1. Pandas DataReader
The good old reliable tool for financial data retrieval. Pandas DataReader is an extension of the Pandas library. It allows you to pull financial data from multiple online sources like Yahoo Finance, FRED, and more.
Pros:
- Easy to use, familiar Pandas syntax.
- Can fetch data from multiple sources.
Cons:
- Yahoo Finance API is no longer supported, so some features may break.
- Limited to pre-set data providers.
Example
import pandas_datareader as pdr
from datetime import datetime
from typing import Any
def get_stock_data(stock: str, start: str, end: str) -> Any:
start_date = datetime.strptime(start, "%Y-%m-%d")
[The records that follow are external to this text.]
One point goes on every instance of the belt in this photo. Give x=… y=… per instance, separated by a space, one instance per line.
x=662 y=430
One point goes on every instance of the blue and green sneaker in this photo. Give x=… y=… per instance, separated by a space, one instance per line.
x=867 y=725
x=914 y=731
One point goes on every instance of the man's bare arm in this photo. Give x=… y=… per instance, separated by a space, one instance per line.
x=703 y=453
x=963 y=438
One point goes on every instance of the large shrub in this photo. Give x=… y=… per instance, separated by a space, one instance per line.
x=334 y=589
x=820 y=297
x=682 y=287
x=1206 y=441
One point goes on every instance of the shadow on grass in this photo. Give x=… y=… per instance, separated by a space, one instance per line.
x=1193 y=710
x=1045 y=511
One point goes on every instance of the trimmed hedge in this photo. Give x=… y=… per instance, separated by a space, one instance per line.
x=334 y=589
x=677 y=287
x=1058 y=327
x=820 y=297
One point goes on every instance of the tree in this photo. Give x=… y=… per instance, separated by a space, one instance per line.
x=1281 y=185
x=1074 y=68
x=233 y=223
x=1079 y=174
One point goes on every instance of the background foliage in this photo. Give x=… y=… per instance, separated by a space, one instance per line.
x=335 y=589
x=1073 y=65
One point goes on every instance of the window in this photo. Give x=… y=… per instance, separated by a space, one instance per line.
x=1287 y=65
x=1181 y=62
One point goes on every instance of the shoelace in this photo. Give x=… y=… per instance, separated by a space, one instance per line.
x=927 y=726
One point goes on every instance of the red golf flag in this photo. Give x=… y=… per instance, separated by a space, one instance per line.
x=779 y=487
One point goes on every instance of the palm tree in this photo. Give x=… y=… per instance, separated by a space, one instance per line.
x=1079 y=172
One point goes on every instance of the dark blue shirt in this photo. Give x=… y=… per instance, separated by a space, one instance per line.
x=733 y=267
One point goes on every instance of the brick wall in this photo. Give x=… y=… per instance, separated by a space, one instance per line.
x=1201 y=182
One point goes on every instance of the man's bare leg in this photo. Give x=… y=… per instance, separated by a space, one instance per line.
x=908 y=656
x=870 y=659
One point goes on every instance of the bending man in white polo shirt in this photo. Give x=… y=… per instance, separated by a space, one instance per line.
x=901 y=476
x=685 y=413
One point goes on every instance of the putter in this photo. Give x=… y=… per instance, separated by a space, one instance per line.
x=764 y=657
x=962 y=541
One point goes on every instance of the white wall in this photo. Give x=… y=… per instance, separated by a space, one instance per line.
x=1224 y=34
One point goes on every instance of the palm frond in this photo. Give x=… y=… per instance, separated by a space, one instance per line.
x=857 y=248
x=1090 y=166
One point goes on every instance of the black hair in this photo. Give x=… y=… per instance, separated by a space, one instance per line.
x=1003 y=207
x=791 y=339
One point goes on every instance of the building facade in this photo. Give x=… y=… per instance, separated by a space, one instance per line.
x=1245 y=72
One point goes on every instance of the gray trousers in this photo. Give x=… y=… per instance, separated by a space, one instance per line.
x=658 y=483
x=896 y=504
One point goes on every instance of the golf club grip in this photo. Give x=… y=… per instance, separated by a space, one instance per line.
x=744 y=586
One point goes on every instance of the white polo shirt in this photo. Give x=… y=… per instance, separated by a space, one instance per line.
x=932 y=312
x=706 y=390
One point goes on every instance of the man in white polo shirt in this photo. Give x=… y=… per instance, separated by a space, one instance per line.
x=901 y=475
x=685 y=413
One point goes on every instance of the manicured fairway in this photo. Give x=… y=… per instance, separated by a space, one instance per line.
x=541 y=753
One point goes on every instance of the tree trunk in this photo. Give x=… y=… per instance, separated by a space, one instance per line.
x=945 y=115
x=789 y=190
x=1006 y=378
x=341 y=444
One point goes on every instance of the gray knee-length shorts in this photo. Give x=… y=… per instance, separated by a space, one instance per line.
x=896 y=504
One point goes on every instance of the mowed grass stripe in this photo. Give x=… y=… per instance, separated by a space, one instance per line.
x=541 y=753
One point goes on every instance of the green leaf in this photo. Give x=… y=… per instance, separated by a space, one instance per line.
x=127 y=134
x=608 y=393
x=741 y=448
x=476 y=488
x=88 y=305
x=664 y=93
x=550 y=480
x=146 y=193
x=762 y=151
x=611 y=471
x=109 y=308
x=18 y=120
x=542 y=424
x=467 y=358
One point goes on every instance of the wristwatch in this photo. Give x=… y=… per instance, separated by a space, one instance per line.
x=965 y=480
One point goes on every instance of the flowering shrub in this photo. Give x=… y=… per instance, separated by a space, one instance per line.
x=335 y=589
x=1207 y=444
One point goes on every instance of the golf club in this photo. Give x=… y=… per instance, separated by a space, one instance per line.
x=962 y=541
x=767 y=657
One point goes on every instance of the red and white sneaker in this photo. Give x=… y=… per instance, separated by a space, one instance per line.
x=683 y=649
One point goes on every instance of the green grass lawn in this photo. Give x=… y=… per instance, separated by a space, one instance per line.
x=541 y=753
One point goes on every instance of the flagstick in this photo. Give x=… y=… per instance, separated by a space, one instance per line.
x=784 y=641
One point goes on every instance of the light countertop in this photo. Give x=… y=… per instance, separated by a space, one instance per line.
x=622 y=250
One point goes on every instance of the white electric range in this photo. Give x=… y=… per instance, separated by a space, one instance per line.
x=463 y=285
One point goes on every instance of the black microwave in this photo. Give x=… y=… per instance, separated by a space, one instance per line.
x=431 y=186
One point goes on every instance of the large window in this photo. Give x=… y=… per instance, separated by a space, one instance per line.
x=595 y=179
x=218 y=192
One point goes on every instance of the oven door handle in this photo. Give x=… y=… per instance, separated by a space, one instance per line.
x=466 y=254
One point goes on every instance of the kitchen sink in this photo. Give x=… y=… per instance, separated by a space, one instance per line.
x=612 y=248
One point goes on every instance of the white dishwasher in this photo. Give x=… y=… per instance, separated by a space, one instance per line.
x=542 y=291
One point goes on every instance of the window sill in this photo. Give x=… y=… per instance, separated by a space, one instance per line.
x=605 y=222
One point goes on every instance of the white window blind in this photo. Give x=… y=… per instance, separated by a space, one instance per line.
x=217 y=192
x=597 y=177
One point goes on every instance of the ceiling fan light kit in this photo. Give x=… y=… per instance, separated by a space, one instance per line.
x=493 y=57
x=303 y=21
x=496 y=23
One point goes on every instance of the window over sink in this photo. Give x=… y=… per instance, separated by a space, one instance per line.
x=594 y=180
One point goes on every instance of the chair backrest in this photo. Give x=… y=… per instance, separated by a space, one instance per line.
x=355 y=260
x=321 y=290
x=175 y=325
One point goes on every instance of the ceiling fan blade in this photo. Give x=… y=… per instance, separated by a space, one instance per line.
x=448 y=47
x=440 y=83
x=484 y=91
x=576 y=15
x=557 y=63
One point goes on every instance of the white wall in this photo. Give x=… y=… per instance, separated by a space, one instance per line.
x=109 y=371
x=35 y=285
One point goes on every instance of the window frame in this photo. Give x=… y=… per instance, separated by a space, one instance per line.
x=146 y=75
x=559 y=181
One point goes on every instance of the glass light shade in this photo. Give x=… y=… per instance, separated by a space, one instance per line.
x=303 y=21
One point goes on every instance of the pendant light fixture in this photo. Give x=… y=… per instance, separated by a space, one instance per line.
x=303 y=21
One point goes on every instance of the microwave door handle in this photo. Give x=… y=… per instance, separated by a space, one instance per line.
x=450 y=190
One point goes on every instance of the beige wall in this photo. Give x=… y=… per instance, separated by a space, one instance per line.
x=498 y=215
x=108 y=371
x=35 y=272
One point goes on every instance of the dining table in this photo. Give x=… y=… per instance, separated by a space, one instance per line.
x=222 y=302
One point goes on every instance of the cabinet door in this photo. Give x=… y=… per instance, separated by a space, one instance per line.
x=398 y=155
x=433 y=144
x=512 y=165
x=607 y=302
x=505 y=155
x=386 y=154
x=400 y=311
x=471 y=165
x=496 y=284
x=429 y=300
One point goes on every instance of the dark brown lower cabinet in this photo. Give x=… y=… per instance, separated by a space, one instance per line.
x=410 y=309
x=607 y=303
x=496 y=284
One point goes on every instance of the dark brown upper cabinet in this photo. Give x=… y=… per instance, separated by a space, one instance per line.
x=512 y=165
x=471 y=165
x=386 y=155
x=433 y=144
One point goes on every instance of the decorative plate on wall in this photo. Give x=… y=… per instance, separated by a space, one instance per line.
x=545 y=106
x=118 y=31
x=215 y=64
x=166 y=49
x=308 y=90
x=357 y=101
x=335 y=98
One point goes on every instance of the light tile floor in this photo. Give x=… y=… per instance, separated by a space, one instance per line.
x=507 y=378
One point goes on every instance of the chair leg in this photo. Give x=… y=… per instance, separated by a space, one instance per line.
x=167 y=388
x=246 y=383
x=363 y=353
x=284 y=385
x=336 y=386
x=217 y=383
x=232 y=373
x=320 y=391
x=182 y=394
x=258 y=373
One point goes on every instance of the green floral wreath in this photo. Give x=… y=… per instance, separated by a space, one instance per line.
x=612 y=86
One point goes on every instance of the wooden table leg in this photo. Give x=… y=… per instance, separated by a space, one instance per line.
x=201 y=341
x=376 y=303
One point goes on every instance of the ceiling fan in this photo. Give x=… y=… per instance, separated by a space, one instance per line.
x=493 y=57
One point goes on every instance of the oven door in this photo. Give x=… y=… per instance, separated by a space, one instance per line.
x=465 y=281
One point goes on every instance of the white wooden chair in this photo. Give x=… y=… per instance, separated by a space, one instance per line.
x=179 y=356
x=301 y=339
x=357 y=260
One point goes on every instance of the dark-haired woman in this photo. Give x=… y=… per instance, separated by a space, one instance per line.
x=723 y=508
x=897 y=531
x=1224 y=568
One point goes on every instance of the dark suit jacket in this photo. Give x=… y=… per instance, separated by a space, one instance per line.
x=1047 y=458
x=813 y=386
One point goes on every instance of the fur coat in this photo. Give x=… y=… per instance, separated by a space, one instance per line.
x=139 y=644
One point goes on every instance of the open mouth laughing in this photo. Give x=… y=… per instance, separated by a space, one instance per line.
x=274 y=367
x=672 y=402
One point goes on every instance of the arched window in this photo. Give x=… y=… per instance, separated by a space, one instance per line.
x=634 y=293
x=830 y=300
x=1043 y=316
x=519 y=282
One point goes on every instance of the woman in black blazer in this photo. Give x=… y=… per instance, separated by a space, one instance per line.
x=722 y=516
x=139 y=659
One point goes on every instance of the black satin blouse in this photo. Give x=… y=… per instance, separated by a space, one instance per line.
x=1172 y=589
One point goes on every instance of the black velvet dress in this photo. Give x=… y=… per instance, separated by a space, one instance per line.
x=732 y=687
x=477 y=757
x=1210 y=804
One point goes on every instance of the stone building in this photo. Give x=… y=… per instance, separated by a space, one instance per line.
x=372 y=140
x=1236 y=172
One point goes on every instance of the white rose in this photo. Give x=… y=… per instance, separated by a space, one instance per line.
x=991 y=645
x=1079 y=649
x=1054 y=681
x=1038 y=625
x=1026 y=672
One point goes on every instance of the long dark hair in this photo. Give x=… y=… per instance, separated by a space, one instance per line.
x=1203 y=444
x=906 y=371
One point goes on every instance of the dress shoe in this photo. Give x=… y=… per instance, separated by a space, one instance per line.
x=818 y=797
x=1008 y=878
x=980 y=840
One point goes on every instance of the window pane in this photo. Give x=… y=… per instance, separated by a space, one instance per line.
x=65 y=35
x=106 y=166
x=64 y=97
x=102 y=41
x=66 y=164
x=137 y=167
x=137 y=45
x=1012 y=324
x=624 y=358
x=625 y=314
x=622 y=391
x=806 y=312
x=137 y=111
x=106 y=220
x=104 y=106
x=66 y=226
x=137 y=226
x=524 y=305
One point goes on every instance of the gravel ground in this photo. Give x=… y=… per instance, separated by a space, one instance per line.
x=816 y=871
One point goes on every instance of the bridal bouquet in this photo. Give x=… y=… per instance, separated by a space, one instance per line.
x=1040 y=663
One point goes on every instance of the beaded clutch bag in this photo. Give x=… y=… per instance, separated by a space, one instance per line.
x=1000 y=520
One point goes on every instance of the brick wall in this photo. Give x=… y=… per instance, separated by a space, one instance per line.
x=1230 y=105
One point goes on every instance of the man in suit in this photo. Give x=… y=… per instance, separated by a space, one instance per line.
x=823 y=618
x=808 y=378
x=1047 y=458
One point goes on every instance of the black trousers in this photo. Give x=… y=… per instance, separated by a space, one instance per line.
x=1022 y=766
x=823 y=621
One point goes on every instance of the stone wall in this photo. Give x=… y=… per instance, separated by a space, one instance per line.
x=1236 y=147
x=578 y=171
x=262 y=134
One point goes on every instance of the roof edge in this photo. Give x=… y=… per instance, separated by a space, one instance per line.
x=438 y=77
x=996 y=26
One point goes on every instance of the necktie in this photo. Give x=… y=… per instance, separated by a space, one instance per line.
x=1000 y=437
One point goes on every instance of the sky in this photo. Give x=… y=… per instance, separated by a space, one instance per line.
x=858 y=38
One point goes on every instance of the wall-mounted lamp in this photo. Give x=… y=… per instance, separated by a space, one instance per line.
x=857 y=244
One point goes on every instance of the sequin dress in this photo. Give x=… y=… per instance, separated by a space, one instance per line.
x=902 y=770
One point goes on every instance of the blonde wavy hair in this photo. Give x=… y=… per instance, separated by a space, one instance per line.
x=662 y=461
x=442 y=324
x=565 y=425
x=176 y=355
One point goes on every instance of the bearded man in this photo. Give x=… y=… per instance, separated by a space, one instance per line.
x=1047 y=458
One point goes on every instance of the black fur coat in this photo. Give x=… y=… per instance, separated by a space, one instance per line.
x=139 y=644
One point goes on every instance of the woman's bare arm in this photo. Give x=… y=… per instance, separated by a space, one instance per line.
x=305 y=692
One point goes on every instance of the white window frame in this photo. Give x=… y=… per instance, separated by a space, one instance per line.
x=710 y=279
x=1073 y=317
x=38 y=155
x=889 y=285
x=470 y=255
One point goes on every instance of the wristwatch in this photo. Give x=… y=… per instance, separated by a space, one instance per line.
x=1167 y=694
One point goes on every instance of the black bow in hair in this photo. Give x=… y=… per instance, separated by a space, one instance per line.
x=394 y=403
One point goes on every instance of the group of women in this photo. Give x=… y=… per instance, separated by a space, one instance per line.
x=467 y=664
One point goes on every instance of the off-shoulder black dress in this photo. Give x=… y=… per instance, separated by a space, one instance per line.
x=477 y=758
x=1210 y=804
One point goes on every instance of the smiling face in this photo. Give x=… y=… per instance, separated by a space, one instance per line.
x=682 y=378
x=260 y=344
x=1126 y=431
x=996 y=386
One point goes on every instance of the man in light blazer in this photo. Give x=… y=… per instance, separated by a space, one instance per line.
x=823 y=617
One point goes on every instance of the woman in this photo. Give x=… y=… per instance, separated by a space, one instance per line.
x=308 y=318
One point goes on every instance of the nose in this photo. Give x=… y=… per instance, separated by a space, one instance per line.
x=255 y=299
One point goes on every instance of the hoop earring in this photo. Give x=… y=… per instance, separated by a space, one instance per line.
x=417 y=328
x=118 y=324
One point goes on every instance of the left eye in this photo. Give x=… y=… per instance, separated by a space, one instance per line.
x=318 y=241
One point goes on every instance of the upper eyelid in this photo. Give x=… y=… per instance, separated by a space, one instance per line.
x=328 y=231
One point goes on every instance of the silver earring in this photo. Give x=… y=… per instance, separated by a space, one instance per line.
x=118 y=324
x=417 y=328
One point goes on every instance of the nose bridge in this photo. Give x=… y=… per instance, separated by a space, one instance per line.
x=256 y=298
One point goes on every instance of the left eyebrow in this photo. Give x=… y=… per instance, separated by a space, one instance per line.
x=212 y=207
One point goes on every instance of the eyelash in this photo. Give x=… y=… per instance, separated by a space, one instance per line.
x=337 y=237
end_date = datetime.strptime(end, "%Y-%m-%d")
return pdr.get_data_yahoo(stock, start=start_date, end=end_date)
# Example usage
# df = get_stock_data("AAPL", "2022-01-01", "2022-12-31")
2. Alpha Vantage
A free, API-based service for retrieving real-time and historical financial data. Alpha Vantage offers free access to stock prices, FX rates, and more. It has a straightforward API you can use in your Python code.
Pros:
- Free API with 500 requests per day (enough for small projects).
- Wide range of data: stocks, forex, crypto, and technical indicators.
Cons:
- Has a requests limit: 5 requests per minute.
- Requires an API key, so there’s some setup required.
Example:
import requests
from typing import Any
def get_alpha_vantage_data(api_key: str, symbol: str) -> Any:
url = f"https://www.alphavantage.co/query"
params = {
'function': 'TIME_SERIES_DAILY',
'symbol': symbol,
'apikey': api_key
}
response = requests.get(url, params=params)
return response.json()
# Example usage
# api_key = "YOUR_API_KEY"
# data = get_alpha_vantage_data(api_key, "AAPL")
4. yFinance
The successor to the now defunct Yahoo Finance API. yFinance is a Python wrapper for Yahoo Finance that provides financial data, stock prices, historical data, and more.
Pros:
- No API key required, super simple to use.
- Supports historical and real-time data.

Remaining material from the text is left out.